The U.S. pays much more for health care than other high-income nations, but gets much less. In its recent survey of health care in 11 high-income countries (Australia, Canada, France, Germany, the Netherlands, New Zealand, Norway, Sweden, Switzerland, the United Kingdom, and the United States) the Commonwealth Fund reached this conclusion:
"In comparison to adults in the other 10 countries, adults in the U.S. are sicker and more economically disadvantaged. . . .Although the U.S. has made significant progress in expanding insurance coverage under the Affordable Care Act, it remains an outlier among high-income countries in ensuring access to health care. The authors point out that all of the other countries surveyed provide universal insurance coverage."
The argument over retaining, tweaking or repealing the ACA is a distraction. If health care is a right, then we must have a national program to secure health care for everyone. There is a bill in Congress that would do just that: H.R.676 - Expanded & Improved Medicare For All Act, introduced by Rep. John Conyers (D-MI) with 59 cosponsors.
Medicare as it now exists is a program for the elderly that 77% of Americans consider "very important" (second only to Social Security), and 75% of recipients say is working well. It is (mostly) a single-payer system in which a government-administered fund pays for services delivered by private hospitals and practitioners. H.R. 676--Medicare for All would create a universal and much more comprehensive single-payer system.

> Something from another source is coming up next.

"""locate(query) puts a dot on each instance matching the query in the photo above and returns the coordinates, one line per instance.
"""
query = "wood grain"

Like the Canadian single-payer system and our current Medicare, it would drastically reduce (by hundreds of billions of dollars) the administrative costs imposed on doctors' offices and hospitals by the multiple forms and rules of competing private insurers. It would also (as in Canada and Europe) help patients by reducing drug prices through direct negotiation with pharmaceutical companies. These savings would enable the U.S. to cover those uninsured 27 million, and greatly expand coverage for everyone.
Even Donald Trump saw this back in 2000, when he wrote in What America Deserves that "We must have universal health care. Just imagine the improved quality of life for our society as a whole. The Canadian-style, single-payer system in which all payments for medical care are made to a single agency (as opposed to the large number of HMOs and insurance companies with their diverse rules, claim forms and deductibles) helps Canadians live longer and healthier than Americans."

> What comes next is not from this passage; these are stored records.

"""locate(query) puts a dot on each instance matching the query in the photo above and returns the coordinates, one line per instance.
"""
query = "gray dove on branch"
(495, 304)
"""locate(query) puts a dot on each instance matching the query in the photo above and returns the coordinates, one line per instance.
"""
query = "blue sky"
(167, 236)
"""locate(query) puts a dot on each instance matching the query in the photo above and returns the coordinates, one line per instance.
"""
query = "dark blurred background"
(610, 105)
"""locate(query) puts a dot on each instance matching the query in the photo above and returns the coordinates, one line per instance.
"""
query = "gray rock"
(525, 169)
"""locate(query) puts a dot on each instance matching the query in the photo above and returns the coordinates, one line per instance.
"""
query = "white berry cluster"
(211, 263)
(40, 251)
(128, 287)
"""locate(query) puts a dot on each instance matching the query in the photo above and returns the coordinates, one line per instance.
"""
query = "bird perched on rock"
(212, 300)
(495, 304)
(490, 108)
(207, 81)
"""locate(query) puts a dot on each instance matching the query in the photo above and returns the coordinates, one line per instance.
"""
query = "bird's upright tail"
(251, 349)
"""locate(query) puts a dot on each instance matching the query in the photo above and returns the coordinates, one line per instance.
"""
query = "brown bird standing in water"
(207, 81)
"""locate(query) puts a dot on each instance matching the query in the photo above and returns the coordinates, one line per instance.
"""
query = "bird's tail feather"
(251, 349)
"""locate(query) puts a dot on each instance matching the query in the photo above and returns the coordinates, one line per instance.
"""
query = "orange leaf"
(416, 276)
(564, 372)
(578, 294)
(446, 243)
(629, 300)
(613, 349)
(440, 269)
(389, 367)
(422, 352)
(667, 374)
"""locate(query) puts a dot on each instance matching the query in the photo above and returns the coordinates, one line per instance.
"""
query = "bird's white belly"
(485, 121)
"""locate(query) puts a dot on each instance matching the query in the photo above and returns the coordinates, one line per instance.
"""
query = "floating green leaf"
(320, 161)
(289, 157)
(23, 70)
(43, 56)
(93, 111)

According to a recent Gallup poll (5/16/16), 58% of Americans (73% of Democrats and 41% of Republicans) favor replacing the ACA "with a federally funded healthcare system that provides insurance for all Americans." Yet Hillary Clinton's majority in the Democratic National Platform Committee voted against single-payer, ignoring the overwhelming preference of Democrats.
The DNC's vote and Hillary's refusal to endorse single-payer during the presidential campaign were vivid reminders that the Democratic establishment was still putting the for-profit health care industry ahead of people's health. Will it do any better in 2018?